Branko Cvetković (Бранко Цветковић, born 5 March 1984) is a retired Serbian professional basketball player. He also represented the Serbian national team internationally. He is 2.00 m (6 ft 6 ¾ in) tall and plays at the shooting guard and small forward positions.

== Professional career ==
Cvetković came up through youth systems at Spartak Subotica and Borac Čačak. After making a name for himself with the Basketball League of Serbia club FMP Železnik by winning the Adriatic League championship in the 2005–06 season and the Serbian Cup in the 2006–07 season, he signed with CB Girona of the Spanish ACB League for the 2007–08 season. In Girona, he averaged 9.1 points per game in the Spanish League, and 10.1 points per game in the ULEB Cup (now called EuroCup) league, where Girona progressed all the way to the league's final game.

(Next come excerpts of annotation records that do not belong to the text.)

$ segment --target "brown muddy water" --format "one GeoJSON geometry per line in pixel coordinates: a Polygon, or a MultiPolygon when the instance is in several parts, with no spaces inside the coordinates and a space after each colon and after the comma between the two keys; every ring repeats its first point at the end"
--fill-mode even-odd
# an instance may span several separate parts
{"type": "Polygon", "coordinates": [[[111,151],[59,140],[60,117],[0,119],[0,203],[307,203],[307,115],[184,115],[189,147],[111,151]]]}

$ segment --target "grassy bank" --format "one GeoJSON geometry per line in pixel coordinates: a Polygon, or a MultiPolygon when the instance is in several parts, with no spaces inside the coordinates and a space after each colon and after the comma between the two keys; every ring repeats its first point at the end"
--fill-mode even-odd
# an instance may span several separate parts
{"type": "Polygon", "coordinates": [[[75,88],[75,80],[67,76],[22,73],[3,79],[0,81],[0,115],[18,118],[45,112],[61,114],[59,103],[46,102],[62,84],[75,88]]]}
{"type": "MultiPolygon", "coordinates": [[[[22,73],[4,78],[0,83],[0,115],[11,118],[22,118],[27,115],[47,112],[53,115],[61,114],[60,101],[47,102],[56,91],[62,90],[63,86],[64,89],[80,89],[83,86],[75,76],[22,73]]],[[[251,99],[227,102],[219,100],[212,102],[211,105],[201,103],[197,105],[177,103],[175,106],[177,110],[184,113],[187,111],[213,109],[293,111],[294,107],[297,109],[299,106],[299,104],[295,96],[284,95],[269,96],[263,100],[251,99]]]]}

On 2 August 2008, it was announced that Cvetković signed with the Greek EuroLeague club Panionios In April 2009 he joined the Spanish club CAI Zaragoza until the end of the season. In November 2009 he signed open contract with his former club FMP Železnik, but he played only 3 games and then signed with Scavolini Pesaro. In August 2010, he signed with Ukrainian team Donetsk.

In June 2011, he signed a one-year deal with Astana from Kazakhstan. In April 2012, he re-signed with them for one more season. In June 2013, he re-signed again with them for one more season.

On 7 February 2015, Cvetković signed with Montakit Fuenlabrada of the Liga ACB.

In September 2019, Cvetković joined I Came to Play of the amateur 4th-tier Serbian League.

== National team career ==
Cvetković was member of the Serbian national basketball team at the EuroBasket 2007.